Behavior Linked to Development
To conduct their study, the team of researchers carried out a total of 60 scans of 15 healthy fetuses at monthly intervals between 24 weeks and 36 weeks gestation. Eight girls and seven boys were chosen in order to investigate whether any differences exist across genders. In the earlier stages of gestation the fetuses frequently touched the upper part and sides of their heads, yet as they gradually matured, the fetuses began to increasingly touch the lower, more sensitive, part of their faces, including the mouth. By 36 weeks, a significantly larger proportion had begun to open their mouths before their hands came into contact.

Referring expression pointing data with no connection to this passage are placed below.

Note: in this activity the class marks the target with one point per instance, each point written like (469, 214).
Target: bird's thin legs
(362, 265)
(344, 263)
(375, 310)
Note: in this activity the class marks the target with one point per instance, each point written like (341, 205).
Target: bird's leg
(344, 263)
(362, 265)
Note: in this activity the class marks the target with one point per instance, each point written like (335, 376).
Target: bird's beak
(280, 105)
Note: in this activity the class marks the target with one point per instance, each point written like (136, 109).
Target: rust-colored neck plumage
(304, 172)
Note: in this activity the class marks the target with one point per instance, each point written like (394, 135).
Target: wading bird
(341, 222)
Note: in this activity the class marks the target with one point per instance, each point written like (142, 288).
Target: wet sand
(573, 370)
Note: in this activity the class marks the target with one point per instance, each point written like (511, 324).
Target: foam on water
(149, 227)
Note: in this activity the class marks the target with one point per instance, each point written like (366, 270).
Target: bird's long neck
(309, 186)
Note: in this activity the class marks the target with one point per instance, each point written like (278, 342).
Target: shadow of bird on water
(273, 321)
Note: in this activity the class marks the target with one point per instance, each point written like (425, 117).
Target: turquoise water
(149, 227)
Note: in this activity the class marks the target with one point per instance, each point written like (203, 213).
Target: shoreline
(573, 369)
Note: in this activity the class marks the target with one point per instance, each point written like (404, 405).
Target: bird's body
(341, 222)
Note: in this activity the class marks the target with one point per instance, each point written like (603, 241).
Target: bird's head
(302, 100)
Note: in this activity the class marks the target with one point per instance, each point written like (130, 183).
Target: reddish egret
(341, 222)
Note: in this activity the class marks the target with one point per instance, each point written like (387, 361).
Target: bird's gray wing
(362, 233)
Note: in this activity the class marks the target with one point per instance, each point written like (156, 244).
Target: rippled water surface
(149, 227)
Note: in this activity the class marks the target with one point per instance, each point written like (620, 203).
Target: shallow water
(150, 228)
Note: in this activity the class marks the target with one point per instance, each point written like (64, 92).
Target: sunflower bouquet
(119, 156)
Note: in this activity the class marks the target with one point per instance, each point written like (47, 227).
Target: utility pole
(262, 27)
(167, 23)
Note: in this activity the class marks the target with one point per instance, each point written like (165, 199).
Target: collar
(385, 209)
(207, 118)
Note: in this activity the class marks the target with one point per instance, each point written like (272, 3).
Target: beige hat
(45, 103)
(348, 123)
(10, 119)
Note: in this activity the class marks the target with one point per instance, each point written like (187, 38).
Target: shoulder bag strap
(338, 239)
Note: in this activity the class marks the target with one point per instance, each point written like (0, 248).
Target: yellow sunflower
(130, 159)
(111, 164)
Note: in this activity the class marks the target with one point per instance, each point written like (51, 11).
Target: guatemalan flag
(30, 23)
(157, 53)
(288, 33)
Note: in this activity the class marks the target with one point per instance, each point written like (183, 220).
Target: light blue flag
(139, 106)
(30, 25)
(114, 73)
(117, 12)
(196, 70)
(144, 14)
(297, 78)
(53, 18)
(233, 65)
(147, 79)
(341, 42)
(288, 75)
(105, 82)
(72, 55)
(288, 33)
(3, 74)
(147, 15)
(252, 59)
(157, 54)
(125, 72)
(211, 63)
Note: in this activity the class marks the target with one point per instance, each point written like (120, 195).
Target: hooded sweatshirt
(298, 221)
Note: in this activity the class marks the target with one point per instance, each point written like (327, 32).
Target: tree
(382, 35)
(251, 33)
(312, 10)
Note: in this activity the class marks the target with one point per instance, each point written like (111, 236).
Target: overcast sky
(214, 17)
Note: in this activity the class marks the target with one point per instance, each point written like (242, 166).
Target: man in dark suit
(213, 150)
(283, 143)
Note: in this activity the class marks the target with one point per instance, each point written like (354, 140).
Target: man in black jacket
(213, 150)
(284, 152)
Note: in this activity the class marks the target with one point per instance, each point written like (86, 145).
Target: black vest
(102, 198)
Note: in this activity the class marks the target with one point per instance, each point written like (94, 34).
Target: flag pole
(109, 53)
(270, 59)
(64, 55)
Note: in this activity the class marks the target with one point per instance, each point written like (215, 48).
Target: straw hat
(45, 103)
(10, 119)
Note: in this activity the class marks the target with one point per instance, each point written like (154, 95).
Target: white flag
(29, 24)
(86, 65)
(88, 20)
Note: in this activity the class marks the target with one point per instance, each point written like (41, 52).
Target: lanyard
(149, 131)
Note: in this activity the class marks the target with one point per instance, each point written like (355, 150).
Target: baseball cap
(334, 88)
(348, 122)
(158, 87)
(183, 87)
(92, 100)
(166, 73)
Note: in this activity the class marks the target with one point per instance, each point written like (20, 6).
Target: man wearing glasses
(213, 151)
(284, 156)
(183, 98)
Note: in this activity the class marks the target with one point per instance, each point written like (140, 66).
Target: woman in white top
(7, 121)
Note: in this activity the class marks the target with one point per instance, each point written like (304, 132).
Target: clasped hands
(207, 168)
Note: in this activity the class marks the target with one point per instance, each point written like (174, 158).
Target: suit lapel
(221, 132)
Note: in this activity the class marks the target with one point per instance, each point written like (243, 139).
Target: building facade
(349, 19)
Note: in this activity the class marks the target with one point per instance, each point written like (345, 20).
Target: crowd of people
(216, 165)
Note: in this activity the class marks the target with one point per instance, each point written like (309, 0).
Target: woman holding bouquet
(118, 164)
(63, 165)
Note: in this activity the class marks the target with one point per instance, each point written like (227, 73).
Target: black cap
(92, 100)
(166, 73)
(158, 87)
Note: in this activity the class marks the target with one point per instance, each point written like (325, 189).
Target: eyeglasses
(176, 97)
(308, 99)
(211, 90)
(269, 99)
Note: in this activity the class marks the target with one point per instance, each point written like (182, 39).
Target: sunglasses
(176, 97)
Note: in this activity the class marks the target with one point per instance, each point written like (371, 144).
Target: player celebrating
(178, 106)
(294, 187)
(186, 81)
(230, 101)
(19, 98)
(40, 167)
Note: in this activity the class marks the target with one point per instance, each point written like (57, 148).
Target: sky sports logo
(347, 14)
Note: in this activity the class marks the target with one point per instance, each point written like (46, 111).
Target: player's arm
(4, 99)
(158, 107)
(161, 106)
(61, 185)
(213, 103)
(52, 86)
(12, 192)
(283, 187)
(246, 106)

Boys and girls exhibited no differences in behavior. The researchers hypothesized that increased sensitivity around a fetus’ mouth at a later stage of pregnancy could mean that they have more “awareness” of mouth movement. They added this could be an indicator of whether a baby is prepared for feeding; the findings might also improve understanding of an individual baby’s readiness to interact socially as well as a newborn's ability to calm him or herself by sucking on the thumb or fingers.
Index of Fetal Health
“The findings could provide more information about when babies are ready to engage with their environment, especially if born prematurely,” Reissland stated in a press release.
“This effect is likely to be evolutionally determined, preparing the child for life outside the womb,” Brian Francis, co-author and Professor of Social Statistics at Lancaster University, stated in a press release. “Building on these findings, future research could lead to more understanding about how the child is prepared prenatally for life, including their ability to engage with their social environment, regulate stimulation and being ready to take a breast or bottle.”
The current study builds on previous research into fetal development conducted by the same researchers at these two British universities. Previously, they published a study that showed how unborn babies ‘practice’ facial expressions while in the womb. For this considerably smaller study, the researchers scanned two healthy fetuses at different gestational stages during both the second and third trimester. They soon discovered two distinct facial movements they described as “cry-face-gestalt” and “laughter-gestalt.” According to the researchers, each expression was composed of up to seven distinct facial movements and both possibly arose to prepare the unborn babies for communicating after birth.
“We propose that there is considerable potential of this method for assessing fetal development: Subsequent discrimination of normal and abnormal fetal facial development might identify health problems in utero,” the researchers stated in their conclusion.
Sources: Reissland N, Francis B, Aydin E, et al. The development of anticipation in the fetus: a longitudinal account of human fetal mouth movements in reaction to and anticipation of touch. Developmental psychobiology. 2013.
Reissland N, Francis B, Mason J, et al. Do Facial Expressions Develop before Birth? PLoS ONE. 2011.